Japanese Business Glossary
Input Japanese kanji, Japanese phrase, romaji reading, or the English definition.
DEFINITIONS:
減価償却累計額 (genka shokyaku ruikeigaku) is a Japanese term that translates to "accumulated depreciation" in English. It refers to the total amount of depreciation expense that has been recorded for an asset over its useful life up to a specific point in time.
Accumulated depreciation represents the cumulative wear and tear, usage, or obsolescence that has reduced the value of the asset since it was acquired. It is a contra-asset account on the balance sheet, meaning it offsets the gross value of the asset to reflect its net book value.
In accounting, the process of recording depreciation helps allocate the cost of a tangible asset over its useful life. For example, if a piece of equipment is expected to be used for ten years, its cost is gradually expensed over that period through depreciation. The accumulated depreciation account keeps track of these expenses, providing a clear picture of the asset's decreasing value over time.
戻入 (reinyu or modoriire) is a Japanese term that translates to "reversal" or "reinstatement" in English. It refers to the act of returning something to its original state or position. In financial and accounting contexts, reinyu specifically means reversing a previously recorded entry or reinstating a previously deducted amount back into the accounts.
For example, if an expense was mistakenly recorded, a reinyu entry would be made to correct the mistake by reversing the initial entry. Similarly, if a provision or reserve was set aside for a specific purpose but is no longer needed, the funds can be reinyu, or returned, to the general account. This term is important for ensuring accuracy and transparency in financial records.
預金 (yokin) refers to a deposit or savings in a bank or financial institution. It is money that an individual or business places into an account for safekeeping and to earn interest.
There are different types of yokin, including ordinary savings accounts that allow easy access to funds for daily transactions and time deposits or fixed-term deposits, where money is deposited for a set period, often with higher interest rates than ordinary savings accounts.
簿価 (boka) refers to the book value of an asset in Japanese. It is the value of an asset as recorded on a company's balance sheet, representing the original cost of the asset minus any accumulated depreciation, amortization, or impairment costs.
Book value is an important accounting measure used to assess the net value of a company's assets and is often used in financial analysis and reporting. It provides insight into the actual value of an asset from an accounting perspective, which can differ from its current market value.
社内預金 (shanai yokin) refers to an in-house savings system offered by some companies in Japan to their employees. It allows employees to deposit a portion of their salary directly with the company, which then pays interest on these deposits.
This system is similar to a bank savings account but is managed internally by the company.
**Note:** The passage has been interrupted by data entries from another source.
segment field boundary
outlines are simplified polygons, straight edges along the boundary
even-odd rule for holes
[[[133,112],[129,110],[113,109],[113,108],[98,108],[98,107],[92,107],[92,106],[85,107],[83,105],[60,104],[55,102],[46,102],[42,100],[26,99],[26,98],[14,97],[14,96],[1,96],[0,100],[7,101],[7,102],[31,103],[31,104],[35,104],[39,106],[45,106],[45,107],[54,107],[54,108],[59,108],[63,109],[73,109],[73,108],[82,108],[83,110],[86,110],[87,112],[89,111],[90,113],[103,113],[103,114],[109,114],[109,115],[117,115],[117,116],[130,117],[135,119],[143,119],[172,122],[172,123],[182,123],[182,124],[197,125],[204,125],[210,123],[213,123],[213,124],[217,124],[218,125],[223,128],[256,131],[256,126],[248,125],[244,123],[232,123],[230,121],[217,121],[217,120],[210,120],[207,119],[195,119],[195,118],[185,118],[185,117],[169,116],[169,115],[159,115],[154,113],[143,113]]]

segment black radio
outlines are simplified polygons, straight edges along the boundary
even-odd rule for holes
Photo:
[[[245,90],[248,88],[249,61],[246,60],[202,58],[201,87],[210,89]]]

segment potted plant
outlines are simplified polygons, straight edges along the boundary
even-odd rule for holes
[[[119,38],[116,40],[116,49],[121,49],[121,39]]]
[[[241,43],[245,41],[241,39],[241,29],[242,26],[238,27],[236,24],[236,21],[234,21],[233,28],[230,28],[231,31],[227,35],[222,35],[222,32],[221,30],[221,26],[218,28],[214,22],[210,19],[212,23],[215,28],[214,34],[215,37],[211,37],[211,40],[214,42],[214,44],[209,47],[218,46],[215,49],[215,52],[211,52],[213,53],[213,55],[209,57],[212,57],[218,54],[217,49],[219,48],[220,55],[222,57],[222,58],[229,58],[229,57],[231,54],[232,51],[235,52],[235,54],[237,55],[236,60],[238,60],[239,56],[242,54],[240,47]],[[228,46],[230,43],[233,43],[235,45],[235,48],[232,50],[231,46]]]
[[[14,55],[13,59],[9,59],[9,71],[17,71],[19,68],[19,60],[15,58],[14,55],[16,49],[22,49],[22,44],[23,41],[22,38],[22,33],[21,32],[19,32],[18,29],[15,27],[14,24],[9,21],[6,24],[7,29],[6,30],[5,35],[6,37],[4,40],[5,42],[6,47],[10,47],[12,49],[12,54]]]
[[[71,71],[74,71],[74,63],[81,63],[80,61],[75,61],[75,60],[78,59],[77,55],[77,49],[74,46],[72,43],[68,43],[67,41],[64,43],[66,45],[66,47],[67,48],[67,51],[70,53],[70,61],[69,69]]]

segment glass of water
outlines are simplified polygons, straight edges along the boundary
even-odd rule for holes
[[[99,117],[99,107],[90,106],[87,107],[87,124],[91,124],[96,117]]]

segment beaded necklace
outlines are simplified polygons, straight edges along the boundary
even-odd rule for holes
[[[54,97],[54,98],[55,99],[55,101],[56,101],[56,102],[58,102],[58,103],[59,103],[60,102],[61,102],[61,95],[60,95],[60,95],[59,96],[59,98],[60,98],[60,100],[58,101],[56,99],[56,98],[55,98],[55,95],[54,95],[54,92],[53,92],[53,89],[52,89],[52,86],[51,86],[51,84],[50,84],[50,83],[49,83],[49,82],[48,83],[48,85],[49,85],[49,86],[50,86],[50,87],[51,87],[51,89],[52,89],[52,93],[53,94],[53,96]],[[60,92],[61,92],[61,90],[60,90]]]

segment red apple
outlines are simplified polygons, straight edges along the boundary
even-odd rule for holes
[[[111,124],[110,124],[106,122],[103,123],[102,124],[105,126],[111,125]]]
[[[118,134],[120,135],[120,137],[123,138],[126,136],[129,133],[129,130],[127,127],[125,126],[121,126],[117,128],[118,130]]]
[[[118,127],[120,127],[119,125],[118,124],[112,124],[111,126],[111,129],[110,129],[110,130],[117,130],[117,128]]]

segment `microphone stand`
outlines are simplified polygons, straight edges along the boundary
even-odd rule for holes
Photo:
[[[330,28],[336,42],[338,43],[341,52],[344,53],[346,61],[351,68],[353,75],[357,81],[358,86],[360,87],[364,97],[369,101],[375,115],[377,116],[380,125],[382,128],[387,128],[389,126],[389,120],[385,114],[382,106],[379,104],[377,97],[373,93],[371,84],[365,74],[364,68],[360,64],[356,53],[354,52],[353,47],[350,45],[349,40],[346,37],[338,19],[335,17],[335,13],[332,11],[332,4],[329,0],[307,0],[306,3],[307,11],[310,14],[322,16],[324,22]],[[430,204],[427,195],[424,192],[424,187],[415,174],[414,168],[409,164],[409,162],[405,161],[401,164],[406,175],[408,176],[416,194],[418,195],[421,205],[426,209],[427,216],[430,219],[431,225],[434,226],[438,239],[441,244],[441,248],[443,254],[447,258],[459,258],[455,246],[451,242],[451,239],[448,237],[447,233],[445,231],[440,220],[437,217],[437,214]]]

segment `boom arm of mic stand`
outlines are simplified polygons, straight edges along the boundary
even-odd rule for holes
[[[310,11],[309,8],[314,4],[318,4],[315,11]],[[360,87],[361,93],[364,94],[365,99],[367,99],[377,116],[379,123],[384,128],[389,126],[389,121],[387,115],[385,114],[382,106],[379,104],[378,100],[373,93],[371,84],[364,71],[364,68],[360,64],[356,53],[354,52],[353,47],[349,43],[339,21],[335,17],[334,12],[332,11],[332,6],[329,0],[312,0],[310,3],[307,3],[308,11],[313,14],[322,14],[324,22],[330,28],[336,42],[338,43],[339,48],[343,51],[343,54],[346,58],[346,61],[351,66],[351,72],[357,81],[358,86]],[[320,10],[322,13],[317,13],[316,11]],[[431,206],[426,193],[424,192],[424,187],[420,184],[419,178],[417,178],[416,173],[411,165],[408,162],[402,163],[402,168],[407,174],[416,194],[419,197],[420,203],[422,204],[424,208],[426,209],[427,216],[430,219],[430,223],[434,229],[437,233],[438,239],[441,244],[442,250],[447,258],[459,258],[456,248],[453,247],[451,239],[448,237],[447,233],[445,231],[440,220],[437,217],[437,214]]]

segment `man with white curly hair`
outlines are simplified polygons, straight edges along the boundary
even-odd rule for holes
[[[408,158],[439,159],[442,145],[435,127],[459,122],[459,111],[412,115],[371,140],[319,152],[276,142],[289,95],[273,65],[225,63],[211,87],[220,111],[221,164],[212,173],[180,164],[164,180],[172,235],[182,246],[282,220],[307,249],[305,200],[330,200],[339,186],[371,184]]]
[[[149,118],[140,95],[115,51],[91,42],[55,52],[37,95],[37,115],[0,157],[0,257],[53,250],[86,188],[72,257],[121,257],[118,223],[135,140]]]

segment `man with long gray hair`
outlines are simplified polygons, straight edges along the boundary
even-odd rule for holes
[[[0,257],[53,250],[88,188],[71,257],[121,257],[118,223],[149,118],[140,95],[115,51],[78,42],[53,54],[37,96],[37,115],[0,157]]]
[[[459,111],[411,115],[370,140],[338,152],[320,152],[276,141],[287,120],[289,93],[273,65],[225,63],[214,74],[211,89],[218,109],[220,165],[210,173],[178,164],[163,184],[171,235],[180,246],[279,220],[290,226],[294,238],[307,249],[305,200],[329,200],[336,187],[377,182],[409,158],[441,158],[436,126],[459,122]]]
The interest rates offered on shanai yokin are often higher than those provided by traditional banks, making it an attractive option for employees.
Shanai yokin serves as a benefit for employees, encouraging savings and providing them with a secure place to grow their funds. For companies, it can also enhance employee loyalty and retention by offering this additional financial service.
決算期 (kessanki) refers to the fiscal period or accounting period in Japanese. It is the specific time frame at the end of which a company or organization prepares its financial statements and reports its financial performance. This period can be annually, semi-annually, quarterly, or monthly, depending on the company's reporting requirements and practices.
The kessanki typically culminates in the preparation of key financial documents such as the balance sheet, income statement, and cash flow statement. These documents provide insights into the company's financial health, profitability, and operational efficiency. The end of the kessanki is a critical time for companies, as they must ensure accurate financial reporting, compliance with regulatory requirements, and assessment of their financial position for stakeholders, including investors, creditors, and regulatory authorities.